1976 yılında Marsa gönderilen Viking II ve 1999'da gönderilen Polar Lander isimli uzay araçları daha önce kızıl gezegene motorlu inişler gerçekleştirmeye çalışmış ama başarılı olamamışlardı. Anka Kuşu, Mars yüzeyine motorlu iniş gerçekleştirmeyi başaran ilk araç olmasıyla da öne çıkıyor. Marsa inen son araçlar olan ikiz Nasa robotları Spirit ve Opportunity ile kaybolan İngiliz uzay aracı Beagle 2'nin tersine Anka Kuşu, gezegenin yüzeyine yumuşak biçimde inebilmek için hava yastığı kullanmadı. Araç Mars atmosferine giriş hızını azaltmak için, önceki uzay araçları gibi termik bir kalkana başvurdu ve hızını saatte 210 kilometreye düşürebilmek için süpersonik bir paraşüt açtı. Üç ayağı üzerine yumuşak bir iniş yapabilmek içinse retro-füzelerini ateşledi. Böylece Anka Kuşu, uzun süredir astronomların gözdesi haline gelmiş olan Marsın yüzeyine kazasız belasız oturmayı başardı. Gelin onu orada bırakalım ve Mars gezegeninin, uzay araştırmacıları için neden bu kadar popüler hale geldiğini açıklamaya çalışalım.
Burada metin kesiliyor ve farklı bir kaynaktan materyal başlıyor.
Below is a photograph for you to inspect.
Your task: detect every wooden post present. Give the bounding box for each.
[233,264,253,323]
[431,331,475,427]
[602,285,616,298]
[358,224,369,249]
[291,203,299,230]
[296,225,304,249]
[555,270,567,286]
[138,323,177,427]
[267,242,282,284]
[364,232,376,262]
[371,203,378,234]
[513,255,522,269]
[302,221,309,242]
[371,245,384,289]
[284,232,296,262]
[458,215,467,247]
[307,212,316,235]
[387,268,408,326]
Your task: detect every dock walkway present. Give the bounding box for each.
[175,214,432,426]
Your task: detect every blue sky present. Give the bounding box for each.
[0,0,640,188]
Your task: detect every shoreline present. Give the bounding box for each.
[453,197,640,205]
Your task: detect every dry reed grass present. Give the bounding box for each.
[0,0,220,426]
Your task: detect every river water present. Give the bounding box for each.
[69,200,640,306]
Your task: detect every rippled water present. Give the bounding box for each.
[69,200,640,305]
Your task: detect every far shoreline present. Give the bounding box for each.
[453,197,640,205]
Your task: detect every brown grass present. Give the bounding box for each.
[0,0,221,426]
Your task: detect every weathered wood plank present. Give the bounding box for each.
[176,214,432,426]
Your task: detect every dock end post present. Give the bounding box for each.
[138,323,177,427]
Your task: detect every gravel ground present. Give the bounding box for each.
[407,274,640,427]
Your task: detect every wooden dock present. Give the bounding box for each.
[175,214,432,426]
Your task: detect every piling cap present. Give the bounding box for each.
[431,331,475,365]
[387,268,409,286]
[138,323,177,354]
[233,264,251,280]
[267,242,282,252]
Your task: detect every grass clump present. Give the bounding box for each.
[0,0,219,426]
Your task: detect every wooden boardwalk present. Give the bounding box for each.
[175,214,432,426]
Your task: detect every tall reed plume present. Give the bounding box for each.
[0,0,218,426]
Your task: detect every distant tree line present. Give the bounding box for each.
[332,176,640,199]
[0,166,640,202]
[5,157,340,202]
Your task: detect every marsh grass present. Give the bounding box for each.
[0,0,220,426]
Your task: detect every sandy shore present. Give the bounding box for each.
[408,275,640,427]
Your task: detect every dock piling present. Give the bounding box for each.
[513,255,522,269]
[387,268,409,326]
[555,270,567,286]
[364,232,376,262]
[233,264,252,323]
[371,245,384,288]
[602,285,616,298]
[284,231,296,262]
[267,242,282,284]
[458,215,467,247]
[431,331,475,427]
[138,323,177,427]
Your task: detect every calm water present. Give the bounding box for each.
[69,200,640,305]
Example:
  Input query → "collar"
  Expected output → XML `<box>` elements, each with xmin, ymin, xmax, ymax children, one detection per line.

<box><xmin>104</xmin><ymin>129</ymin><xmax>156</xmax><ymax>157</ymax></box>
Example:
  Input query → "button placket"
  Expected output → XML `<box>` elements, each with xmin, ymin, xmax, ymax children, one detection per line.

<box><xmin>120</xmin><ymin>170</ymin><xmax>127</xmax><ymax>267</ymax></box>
Anka Kuşu, elbette Marsa gönderilen ilk uzay aracı değil. Araştırmalar otuz iki yıl öncesine kadar uzanıyor. 1976 yılında Marsa gönderilen ilk uzay araçlarından edinilen fotoğraflar ve bu fotoğraflar üzerine geliştirilen bazı ilginç varsayımlar, gezegenin coğrafi niteliklerine ilişkin giderek artan bir heyecan uyandırmış ve Mars gezegeni, uzay araştırmalarının yeni gözdesi oluvermişti. NASA'nın, gezegeni ayrıntılı biçimde fotoğraflamak için gönderdiği Viking uzay mekiğinin kaydettiği aşağıdaki fotoğraf, gezegen yüzeyinde insan yapımı eserler bulunup bulunmadığı sorusunu doğuruverdi.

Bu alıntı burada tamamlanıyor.